Un piège spécifique : la donation des titres de la holding pendant la période de report transfère le report au donataire. Si le donataire cède ensuite les titres, il supporte l’imposition de la plus-value en report. Ce mécanisme doit être explicitement documenté dans l’acte de donation pour que le donataire comprenne l’imposition latente qu’il reçoit en même temps que les titres.

Questions fréquentes

L’apport-cession est-il cumulable avec le pacte Dutreil ?

Non directement : le Dutreil s’applique aux donations de parts de sociétés opérationnelles, tandis que l’apport-cession concerne la cession de titres via une holding. Les deux dispositifs peuvent se succéder dans le temps — apport-cession pour réinvestir le produit de cession, puis Dutreil pour transmettre la nouvelle holding — mais pas se superposer sur le même événement fiscal.

Quel délai entre la création de la holding et l’apport pour que l’opération soit valide ?

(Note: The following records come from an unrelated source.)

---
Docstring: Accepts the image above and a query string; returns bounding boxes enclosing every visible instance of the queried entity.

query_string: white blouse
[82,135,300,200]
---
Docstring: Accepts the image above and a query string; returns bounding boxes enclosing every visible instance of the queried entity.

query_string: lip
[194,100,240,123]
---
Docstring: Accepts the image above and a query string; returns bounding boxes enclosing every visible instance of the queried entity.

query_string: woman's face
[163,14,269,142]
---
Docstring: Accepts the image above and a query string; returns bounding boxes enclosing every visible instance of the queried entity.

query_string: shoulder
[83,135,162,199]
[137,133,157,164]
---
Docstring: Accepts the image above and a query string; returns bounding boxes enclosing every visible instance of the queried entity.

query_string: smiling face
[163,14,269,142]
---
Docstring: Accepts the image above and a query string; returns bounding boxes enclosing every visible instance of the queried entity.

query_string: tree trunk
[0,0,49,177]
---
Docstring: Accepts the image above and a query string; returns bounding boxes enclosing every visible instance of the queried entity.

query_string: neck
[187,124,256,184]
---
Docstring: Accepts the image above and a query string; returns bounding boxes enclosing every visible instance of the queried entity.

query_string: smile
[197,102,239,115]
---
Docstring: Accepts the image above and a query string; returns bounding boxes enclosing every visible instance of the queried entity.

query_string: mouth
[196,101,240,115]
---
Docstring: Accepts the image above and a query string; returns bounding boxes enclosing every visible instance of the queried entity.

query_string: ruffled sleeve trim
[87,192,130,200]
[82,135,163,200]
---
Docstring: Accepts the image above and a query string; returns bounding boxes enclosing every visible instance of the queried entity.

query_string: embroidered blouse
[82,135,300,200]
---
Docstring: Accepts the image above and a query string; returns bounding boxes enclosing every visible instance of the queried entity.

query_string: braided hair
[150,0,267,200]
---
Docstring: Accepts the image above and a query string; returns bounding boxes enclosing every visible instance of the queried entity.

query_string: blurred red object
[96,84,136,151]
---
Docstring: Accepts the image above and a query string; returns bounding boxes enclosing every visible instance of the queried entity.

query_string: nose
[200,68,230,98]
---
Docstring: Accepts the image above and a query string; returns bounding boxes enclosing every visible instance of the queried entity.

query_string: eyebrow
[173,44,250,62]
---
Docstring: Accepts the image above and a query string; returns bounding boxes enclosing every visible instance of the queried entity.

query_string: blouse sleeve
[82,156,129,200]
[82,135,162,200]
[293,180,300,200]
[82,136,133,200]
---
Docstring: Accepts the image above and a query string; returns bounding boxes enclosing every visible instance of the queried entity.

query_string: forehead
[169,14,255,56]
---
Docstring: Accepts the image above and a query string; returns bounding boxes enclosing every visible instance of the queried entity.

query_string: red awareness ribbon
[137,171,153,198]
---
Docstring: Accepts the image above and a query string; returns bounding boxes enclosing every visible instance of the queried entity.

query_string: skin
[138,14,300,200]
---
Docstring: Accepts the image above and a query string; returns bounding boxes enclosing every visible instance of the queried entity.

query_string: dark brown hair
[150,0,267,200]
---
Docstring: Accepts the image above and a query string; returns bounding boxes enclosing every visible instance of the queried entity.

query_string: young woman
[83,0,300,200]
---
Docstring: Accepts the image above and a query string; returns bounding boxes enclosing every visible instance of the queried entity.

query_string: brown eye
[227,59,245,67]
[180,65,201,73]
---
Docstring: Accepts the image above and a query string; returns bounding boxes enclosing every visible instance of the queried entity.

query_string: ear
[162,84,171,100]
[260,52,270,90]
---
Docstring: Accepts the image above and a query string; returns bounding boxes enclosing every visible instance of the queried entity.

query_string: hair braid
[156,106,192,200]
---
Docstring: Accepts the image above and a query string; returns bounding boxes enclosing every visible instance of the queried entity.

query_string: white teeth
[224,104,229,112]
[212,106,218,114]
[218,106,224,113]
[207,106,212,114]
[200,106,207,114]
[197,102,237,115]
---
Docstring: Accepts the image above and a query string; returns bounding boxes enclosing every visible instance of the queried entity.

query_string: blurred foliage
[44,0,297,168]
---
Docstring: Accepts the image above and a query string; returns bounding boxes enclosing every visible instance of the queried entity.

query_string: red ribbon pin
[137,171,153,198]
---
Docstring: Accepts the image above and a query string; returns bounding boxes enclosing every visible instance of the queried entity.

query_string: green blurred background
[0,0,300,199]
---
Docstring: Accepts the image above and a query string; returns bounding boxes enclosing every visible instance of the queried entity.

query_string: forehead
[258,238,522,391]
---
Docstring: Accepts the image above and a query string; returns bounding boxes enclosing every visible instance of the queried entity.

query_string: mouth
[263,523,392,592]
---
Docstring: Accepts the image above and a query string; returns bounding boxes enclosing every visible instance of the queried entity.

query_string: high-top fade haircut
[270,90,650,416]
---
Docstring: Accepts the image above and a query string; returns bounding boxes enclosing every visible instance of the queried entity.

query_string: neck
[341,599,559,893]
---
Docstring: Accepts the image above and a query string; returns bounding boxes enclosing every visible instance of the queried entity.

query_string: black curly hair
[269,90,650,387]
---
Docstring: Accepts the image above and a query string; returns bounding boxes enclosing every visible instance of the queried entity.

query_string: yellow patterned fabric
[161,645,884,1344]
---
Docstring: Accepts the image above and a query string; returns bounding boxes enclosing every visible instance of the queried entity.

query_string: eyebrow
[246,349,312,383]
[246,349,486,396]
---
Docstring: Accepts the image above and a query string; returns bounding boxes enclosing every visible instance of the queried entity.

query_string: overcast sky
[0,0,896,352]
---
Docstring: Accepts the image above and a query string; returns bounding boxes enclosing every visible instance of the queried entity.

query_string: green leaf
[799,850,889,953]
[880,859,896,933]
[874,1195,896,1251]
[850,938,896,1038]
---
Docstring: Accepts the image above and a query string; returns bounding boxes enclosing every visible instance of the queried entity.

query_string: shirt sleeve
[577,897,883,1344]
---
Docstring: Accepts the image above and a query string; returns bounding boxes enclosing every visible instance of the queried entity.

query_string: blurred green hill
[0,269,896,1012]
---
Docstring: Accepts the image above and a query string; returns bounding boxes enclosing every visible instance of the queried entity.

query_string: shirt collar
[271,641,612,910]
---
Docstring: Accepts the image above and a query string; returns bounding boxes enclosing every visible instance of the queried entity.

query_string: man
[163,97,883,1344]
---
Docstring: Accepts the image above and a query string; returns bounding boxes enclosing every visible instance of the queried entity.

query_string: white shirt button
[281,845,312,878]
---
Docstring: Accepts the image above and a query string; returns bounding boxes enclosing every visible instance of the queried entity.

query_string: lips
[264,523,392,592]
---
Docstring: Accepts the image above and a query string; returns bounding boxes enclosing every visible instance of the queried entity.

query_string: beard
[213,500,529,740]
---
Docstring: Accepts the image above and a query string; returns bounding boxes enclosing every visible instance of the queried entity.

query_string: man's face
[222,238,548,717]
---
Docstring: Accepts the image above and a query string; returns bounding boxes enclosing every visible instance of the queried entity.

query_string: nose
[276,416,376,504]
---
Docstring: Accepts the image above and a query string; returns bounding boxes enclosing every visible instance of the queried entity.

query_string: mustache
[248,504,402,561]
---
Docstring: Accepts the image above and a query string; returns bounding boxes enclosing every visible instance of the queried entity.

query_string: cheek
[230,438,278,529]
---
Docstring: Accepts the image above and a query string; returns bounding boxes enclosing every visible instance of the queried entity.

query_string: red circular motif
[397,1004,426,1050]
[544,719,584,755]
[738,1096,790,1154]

Il n’y a pas de délai minimum légal entre la création de la holding et l’apport. Mais l’administration peut requalifier l’opération en abus de droit si la holding est créée dans le seul but de différer l’impôt sans réalité économique. Constituer la holding avec une véritable activité de gestion de groupe, avant d’y apporter les titres de la filiale, sécurise l’opération contre ce risque.